This charming, full-color field guide to 25 birds easily found in Berkeley proves that even the city’s avian residents are a little quirky.
Meticulously detailed illustrations capture each bird’s distinctive physicality and temperament. A Burrowing Owl faces you in a full-on head shot, perhaps having just raised its raspy, chattering alarm call as you trespass on its last remaining Bay Area foothold at the Marina. The Anna’s Hummingbird gives you a coy backward glance to assess if you’ve properly admired its flashy throat feathers, maybe having just performed its signature J-shaped courtship dive. Even in composition, each bird is strikingly individual, whether depicted in mid-dive or creeping into frame. While descriptions of identification and vocalizations are straightforward, author-illustrator Oliver James takes a delightfully creative approach to his write-ups of each species. He invites you to imagine that a Cooper’s Hawk, for example, is Steve Mc Queen in a ’68 Mustang, and you, “a pigeon in a rental car with a poor turning radius, ” are fleeing through traffic: “It’s all over in a matter of seconds.” A joy to read and pore over, Birds of Berkeley will enchant readers far beyond the city limits with its findings gleaned from painstaking and patient wildlife observation.
Despre autor
Oliver James was born in Berkeley in 1991. He started watching birds in his backyard on Colusa Avenue at age five and never turned back.
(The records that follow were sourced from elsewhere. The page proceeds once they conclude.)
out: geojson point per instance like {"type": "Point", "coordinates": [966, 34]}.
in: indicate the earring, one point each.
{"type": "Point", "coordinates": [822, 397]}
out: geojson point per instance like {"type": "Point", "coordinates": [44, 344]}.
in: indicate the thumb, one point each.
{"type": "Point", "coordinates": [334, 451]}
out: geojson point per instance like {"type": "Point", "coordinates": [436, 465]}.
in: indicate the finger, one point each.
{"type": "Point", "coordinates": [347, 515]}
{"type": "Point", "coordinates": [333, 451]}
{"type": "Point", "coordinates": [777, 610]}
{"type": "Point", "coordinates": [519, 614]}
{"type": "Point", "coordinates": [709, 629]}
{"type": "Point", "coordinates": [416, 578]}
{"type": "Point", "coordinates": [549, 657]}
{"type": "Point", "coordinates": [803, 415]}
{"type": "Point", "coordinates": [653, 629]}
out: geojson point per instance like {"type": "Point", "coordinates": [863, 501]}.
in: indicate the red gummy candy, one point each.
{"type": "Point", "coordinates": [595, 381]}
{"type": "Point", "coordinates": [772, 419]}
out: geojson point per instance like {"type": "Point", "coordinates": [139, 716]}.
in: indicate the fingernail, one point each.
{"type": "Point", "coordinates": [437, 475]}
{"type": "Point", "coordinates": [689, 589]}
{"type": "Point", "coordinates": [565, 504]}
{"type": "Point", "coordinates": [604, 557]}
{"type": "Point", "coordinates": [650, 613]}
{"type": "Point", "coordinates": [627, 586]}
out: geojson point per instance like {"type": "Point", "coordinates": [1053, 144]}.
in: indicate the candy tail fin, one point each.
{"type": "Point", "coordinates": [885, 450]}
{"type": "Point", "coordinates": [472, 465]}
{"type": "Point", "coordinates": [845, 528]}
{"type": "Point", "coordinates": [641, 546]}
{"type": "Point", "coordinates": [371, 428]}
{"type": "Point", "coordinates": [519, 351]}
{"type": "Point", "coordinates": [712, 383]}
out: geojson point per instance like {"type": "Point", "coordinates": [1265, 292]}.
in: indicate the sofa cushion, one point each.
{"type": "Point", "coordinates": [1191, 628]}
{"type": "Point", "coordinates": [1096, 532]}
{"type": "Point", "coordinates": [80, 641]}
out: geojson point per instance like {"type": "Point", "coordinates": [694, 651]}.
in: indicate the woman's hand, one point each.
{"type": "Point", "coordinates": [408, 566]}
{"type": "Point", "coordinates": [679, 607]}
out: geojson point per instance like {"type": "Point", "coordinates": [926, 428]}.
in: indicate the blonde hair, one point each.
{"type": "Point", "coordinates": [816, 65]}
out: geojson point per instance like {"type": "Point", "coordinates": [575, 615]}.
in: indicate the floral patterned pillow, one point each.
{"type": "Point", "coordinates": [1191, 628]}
Since then he has competed in national birding tournaments, worked as a birding tour guide, and joined ornithological research teams from Peru to Alaska. He graduated from Berkeley High School in 2009 and Wesleyan University in 2014 with a degree in biology and environmental studies. James is also the author of A Field Guide to the Birds of Wesleyan (Wesleyan University Press, 2014).